One-Message Discipline

Given a brief listing 5 or more features or benefits of your practice product, write the single one-sentence message a 30-second spot can carry, plus a kill list naming every cut feature and one reason each was cut.

TV commercial film for Volkswagen “Think Small

nishiot. Length: 0:30. URL: https://www.youtube.com/watch?v=UUlZmZ_sd_E · 0:30

the real, original 1959 VW spot, one message only, no feature dump. Use as the “single message” half of the comparison.

These 5 Ads Crushed It (Here’s Why)

Alex Cattoni. Length: 13:01. URL: https://www.youtube.com/watch?v=IEsLSUOpgKw · 13:01 · 1:52–3:41

real ad footage plays on screen while Cattoni explains why the single-message version wins the swap test. Does not include a true feature-dump commercial to contrast against in the same video, so pair it with a cluttered example if you want the literal “two ads, back to back” staging (a local-business or infomercial-style spot naming several features works as the contrast half).

Objective

BehaviorGiven a brief listing 5 or more features or benefits of your practice product, write the single one-sentence message a 30-second spot can carry, plus a kill list naming every cut feature and one reason each was cut.
ConditionWorking alone with no client or stakeholder to negotiate with, message sentence capped at 15 words, every feature from the original brief must appear either folded into the message or on the kill list.
CriterionThe message statement is one sentence, 15 words or fewer, and expresses a single idea with no “and” joining two separate ideas; the kill list accounts for 100% of the original features with a one-line reason for each cut.

Why This Matters

Thirty seconds cannot carry a feature list, and an audience remembers at most one thing from a spot they saw once. You’ve spent your career in rooms where the instinct is to include everything, because leaving something out feels like a missed opportunity. In a 30-second spot, that instinct is the failure mode. This lesson is the discipline of cutting before you write a single line of script, so the cutting doesn’t happen mid-draft where it’s messier and less honest.

The Technique

List every fact or feature in the brief, without judgment, all of it.
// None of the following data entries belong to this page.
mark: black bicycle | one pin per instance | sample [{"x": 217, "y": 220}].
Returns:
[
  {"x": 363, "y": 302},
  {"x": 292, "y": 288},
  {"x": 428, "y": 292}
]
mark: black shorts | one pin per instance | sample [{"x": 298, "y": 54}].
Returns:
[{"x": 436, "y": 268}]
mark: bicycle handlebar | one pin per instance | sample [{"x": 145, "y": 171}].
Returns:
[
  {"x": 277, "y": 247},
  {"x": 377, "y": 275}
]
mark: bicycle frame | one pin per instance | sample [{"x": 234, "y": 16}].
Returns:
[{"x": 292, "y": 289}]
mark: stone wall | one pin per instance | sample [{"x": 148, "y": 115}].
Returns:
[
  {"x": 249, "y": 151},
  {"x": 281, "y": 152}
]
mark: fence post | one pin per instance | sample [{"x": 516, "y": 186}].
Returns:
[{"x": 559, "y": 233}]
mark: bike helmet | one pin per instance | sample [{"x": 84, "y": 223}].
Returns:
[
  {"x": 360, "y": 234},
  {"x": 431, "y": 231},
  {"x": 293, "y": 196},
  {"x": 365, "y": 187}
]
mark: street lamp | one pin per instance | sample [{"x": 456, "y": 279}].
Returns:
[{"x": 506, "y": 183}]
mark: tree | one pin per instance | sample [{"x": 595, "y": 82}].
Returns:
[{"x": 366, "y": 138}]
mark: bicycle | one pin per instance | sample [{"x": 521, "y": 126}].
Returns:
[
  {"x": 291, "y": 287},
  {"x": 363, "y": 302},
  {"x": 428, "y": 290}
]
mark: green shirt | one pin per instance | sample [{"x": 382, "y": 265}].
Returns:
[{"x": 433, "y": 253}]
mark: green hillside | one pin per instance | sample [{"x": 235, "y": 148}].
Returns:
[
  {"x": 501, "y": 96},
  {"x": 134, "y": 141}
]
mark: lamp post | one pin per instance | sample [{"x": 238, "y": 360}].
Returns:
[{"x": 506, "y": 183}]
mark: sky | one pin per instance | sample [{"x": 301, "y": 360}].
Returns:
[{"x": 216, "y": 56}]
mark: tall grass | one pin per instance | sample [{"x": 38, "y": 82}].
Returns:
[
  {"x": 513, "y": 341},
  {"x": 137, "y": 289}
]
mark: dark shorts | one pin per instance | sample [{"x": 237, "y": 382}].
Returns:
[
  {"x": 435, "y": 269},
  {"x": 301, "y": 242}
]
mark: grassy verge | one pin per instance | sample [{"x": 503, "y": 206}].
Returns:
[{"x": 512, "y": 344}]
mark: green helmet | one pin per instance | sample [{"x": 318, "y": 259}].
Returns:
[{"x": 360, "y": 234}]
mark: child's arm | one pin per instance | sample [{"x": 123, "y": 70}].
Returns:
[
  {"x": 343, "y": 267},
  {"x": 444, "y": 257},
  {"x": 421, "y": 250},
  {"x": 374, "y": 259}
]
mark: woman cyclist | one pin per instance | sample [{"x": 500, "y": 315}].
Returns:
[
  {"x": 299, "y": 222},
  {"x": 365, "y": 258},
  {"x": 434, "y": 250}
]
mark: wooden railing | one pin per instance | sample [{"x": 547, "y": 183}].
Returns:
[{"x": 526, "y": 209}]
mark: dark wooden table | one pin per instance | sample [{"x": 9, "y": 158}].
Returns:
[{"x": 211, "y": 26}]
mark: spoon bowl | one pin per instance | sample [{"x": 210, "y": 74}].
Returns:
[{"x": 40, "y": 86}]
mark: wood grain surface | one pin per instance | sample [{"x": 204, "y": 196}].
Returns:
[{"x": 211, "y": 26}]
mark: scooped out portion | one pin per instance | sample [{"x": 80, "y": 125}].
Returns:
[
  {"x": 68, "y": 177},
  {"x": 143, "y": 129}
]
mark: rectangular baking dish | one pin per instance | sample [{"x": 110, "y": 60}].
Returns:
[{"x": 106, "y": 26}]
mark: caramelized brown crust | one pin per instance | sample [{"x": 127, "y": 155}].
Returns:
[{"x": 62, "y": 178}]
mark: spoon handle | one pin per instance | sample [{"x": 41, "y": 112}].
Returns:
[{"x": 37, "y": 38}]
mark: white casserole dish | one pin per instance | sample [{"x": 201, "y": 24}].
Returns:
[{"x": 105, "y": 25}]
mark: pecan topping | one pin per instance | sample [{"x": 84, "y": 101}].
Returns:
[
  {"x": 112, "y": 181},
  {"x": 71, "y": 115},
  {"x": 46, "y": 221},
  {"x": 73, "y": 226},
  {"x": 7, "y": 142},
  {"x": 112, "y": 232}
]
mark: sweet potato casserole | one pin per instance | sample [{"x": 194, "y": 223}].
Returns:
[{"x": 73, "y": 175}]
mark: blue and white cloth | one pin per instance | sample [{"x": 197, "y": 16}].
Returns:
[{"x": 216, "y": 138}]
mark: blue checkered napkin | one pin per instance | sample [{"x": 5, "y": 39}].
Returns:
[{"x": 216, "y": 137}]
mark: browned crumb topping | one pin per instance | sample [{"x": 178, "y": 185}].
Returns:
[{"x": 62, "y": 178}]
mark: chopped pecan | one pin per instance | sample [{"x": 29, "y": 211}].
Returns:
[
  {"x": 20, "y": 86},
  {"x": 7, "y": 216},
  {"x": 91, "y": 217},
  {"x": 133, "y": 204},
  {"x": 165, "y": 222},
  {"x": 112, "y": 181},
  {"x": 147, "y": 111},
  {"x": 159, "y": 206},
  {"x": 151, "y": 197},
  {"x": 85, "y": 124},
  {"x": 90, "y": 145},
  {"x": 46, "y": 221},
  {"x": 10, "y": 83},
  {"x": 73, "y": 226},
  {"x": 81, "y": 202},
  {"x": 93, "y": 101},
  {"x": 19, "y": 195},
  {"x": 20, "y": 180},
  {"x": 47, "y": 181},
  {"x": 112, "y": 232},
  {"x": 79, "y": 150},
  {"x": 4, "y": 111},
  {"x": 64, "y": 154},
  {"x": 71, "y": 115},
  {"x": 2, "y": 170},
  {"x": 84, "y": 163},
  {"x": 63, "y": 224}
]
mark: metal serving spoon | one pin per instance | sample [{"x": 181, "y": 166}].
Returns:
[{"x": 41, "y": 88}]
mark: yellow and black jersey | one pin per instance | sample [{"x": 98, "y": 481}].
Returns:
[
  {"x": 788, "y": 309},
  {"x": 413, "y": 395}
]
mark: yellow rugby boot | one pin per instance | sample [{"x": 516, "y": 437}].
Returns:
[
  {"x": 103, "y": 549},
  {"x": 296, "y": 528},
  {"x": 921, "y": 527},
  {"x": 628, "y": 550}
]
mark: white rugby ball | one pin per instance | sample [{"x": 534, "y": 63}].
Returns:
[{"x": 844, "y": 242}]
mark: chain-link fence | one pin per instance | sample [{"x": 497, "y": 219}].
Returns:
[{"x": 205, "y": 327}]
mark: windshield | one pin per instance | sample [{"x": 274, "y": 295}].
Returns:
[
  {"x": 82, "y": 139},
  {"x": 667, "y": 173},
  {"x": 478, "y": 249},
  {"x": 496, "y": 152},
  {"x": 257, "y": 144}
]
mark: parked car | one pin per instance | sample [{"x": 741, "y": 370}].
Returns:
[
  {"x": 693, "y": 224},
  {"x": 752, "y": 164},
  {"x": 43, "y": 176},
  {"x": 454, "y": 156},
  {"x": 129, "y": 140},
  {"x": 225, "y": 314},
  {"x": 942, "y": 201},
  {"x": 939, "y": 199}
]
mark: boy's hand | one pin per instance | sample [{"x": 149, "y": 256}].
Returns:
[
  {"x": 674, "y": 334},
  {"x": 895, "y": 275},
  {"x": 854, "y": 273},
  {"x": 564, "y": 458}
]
Ask one question: if the viewer remembers exactly one thing from this spot, what should it be? Write that as one sentence, no “and” joining two ideas together. “Faster and cheaper” is two messages wearing one sentence.

Everything else on your list becomes either supporting detail folded quietly into the spot, or it gets cut outright. Write down why for each cut. If you can’t articulate a reason beyond “it’s a shame to leave it out,” that’s not a reason, cut it anyway.

Run the message through a swap test: could this exact sentence describe a competitor’s product just as well? If yes, it’s too generic. Tighten it until it’s specifically, provably true of your product and no one else’s.

Watch For This

Good

  • The message is one sentence, specific, and fails the swap test (it could not describe a rival’s product).
  • The kill list is substantial and each reason is a real reason, not a shrug.

Classic Failure

  • The message contains “and,” secretly carrying two ideas instead of one.
  • The message is generic enough to sit under any competitor’s spot.
  • The kill list is thin because most of the cut features quietly got jammed back into supporting lines anyway.

Your Drill

Using your practice product, list every fact you know about it, aim for 8 to 10 items. Write the single one-sentence message a 30-second spot built on this product could carry. Then write the kill list: every other fact from your list, with one line explaining why it didn’t make the cut.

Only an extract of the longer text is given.